STaRFormer: Semi-Supervised Task-Informed Representation Learning via Dynamic Attention-Based Regional Masking for Sequential Data

Maximilian Forstenhäusler, Daniel Külzer, Christos Anagnostopoulos, Shameem Puthiya Parambath, Natascha Weber

Advances in Neural Information Processing Systems 38 (NeurIPS 2025) Main Conference Track

Understanding user intent is essential for situational and context-aware decision-making. Motivated by a real-world scenario, this work addresses intent predictions of smart device users in the vicinity of vehicles by modeling sequential spatiotemporal data.
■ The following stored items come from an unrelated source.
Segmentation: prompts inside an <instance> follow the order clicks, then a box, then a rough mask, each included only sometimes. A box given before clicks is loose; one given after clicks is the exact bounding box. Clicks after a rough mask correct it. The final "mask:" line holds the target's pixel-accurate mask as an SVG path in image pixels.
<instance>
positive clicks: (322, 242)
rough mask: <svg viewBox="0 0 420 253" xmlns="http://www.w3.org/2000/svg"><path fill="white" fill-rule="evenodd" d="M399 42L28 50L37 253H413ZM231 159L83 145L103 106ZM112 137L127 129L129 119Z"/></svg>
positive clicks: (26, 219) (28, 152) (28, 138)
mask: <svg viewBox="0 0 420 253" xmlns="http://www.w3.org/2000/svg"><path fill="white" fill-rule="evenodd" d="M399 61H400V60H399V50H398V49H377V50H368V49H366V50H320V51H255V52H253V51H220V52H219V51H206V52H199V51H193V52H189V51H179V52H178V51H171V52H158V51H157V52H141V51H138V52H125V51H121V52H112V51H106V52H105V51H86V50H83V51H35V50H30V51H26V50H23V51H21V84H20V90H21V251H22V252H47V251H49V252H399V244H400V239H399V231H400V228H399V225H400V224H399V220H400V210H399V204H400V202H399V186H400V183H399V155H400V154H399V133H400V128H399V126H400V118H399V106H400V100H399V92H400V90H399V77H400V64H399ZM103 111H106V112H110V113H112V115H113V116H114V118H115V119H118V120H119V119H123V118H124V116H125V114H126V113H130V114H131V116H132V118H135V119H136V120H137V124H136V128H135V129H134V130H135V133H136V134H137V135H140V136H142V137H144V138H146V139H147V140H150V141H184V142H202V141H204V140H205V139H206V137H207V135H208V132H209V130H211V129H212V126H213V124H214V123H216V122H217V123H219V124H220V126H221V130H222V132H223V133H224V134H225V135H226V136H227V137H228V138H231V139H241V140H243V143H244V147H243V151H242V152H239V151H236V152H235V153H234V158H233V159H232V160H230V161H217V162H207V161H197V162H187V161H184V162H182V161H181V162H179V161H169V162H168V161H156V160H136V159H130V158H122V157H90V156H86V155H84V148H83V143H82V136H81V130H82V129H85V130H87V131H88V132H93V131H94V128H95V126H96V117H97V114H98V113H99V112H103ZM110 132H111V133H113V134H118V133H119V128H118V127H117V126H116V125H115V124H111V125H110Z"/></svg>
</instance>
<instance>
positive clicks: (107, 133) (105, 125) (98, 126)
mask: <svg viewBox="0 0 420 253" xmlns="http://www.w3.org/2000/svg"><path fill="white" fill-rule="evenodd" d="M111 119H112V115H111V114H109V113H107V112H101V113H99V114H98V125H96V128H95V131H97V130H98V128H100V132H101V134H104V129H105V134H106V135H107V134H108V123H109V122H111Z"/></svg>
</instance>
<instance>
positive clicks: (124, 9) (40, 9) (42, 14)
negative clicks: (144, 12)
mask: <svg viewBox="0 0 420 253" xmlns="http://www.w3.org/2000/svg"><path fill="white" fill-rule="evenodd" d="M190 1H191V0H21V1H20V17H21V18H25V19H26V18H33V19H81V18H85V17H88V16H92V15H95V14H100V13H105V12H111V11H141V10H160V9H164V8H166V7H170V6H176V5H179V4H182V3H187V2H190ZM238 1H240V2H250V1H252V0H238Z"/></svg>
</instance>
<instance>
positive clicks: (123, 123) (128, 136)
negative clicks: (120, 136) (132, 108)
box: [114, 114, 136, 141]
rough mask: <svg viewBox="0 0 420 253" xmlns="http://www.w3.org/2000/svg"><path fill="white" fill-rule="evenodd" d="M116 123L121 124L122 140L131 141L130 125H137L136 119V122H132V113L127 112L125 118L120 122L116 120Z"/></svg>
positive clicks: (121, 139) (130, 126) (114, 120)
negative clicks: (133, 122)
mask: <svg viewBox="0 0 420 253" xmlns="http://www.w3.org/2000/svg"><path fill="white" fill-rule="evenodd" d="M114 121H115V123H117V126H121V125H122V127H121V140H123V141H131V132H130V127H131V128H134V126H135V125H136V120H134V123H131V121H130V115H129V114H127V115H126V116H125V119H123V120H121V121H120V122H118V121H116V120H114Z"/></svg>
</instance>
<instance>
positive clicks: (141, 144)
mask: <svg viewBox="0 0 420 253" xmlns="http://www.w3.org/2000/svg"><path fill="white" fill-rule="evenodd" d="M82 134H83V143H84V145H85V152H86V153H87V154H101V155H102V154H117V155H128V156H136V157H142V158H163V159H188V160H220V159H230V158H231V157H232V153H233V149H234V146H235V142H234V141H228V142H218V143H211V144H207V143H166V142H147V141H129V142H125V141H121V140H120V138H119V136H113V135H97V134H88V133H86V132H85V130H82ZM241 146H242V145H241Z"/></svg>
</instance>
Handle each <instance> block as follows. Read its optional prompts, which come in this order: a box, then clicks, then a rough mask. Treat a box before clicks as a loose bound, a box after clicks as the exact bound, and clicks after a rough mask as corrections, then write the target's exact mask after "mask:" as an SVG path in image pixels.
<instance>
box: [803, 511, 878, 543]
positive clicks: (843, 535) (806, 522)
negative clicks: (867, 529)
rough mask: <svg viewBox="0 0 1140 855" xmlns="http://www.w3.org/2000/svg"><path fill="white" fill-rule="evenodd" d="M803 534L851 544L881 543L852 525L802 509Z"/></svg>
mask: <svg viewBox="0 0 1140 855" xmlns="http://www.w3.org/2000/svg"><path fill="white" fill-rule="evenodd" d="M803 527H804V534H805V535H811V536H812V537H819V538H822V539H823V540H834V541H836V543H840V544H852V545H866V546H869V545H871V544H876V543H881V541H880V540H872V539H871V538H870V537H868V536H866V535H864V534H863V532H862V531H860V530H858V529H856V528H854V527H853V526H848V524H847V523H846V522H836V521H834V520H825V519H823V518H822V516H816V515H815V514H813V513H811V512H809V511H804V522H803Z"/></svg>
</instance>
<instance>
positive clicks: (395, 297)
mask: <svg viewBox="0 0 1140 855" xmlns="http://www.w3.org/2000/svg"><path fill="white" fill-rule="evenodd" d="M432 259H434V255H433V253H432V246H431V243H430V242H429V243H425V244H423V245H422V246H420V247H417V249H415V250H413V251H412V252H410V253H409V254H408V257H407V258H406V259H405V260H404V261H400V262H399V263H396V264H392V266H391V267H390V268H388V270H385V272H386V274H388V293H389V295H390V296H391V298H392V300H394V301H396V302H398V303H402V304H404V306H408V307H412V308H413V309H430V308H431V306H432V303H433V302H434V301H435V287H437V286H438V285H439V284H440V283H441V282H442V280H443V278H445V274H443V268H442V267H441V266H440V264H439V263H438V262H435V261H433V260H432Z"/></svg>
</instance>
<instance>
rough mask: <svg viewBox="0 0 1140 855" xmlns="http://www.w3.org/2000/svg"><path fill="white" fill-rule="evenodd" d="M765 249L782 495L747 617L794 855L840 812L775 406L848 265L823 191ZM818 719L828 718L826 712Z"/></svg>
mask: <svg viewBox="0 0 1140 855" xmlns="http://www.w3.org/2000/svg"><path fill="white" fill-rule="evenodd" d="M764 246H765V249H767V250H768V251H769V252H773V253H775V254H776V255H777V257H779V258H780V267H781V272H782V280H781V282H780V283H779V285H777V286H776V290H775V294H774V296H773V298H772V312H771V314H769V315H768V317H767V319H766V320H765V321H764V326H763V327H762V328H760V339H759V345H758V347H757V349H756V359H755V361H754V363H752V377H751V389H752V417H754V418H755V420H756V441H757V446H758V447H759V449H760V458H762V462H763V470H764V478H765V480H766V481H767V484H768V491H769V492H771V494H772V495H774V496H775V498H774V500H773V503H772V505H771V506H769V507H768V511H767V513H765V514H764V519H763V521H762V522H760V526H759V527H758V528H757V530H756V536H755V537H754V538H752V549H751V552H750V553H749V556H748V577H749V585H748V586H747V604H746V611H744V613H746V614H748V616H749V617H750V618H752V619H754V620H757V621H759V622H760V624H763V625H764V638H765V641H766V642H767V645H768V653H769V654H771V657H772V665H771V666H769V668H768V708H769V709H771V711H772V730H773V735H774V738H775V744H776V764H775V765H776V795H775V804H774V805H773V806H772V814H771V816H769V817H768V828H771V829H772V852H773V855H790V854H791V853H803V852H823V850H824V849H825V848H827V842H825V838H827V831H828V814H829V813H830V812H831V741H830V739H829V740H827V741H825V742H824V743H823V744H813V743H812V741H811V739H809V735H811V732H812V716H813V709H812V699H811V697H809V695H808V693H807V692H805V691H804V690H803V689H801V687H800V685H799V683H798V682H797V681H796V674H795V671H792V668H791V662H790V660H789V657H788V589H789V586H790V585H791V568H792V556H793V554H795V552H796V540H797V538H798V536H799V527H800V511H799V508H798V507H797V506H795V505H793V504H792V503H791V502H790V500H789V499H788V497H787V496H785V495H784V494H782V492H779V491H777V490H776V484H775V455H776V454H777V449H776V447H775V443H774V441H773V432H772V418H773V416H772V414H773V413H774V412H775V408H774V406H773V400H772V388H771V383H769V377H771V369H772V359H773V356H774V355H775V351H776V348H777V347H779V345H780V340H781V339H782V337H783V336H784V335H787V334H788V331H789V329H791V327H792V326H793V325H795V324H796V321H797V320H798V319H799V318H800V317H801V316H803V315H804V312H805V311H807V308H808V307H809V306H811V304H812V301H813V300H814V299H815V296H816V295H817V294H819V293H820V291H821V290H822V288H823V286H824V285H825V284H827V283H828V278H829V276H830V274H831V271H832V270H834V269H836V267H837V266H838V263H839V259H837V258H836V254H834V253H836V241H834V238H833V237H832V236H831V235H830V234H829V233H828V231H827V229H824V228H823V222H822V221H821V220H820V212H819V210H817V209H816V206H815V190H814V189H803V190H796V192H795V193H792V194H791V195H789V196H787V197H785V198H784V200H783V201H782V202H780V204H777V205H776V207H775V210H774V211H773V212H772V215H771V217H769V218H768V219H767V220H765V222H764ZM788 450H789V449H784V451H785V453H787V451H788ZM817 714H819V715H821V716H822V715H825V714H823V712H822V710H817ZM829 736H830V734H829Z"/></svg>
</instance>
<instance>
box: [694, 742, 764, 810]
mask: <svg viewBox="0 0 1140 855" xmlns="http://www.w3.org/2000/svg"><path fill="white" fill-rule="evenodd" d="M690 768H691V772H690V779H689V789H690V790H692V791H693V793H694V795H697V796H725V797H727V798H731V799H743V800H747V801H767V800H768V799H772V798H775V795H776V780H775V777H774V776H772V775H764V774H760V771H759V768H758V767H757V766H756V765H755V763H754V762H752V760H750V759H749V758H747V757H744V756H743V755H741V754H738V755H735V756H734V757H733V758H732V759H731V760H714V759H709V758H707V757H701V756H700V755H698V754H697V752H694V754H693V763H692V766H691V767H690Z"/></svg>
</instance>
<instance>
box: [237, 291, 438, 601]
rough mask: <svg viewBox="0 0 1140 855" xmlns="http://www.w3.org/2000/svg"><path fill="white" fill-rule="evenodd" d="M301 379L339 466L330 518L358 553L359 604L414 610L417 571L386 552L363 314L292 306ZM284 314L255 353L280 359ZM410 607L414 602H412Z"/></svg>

However, in real-world scenarios, environmental factors and sensor limitations can result in non-stationary and irregularly sampled data, posing significant challenges. To address these issues, we propose STaRFormer, a Transformer-based approach that can serve as a universal framework for sequential modeling. STaRFormer utilizes a new dynamic attention-based regional masking scheme combined with a novel semi-supervised contrastive learning paradigm to enhance task-specific latent representations. Comprehensive experiments on 56 datasets varying in types (including non-stationary and irregularly sampled), tasks, domains, sequence lengths, training samples, and applications demonstrate the efficacy of STaRFormer, achieving notable improvements over state-of-the-art approaches.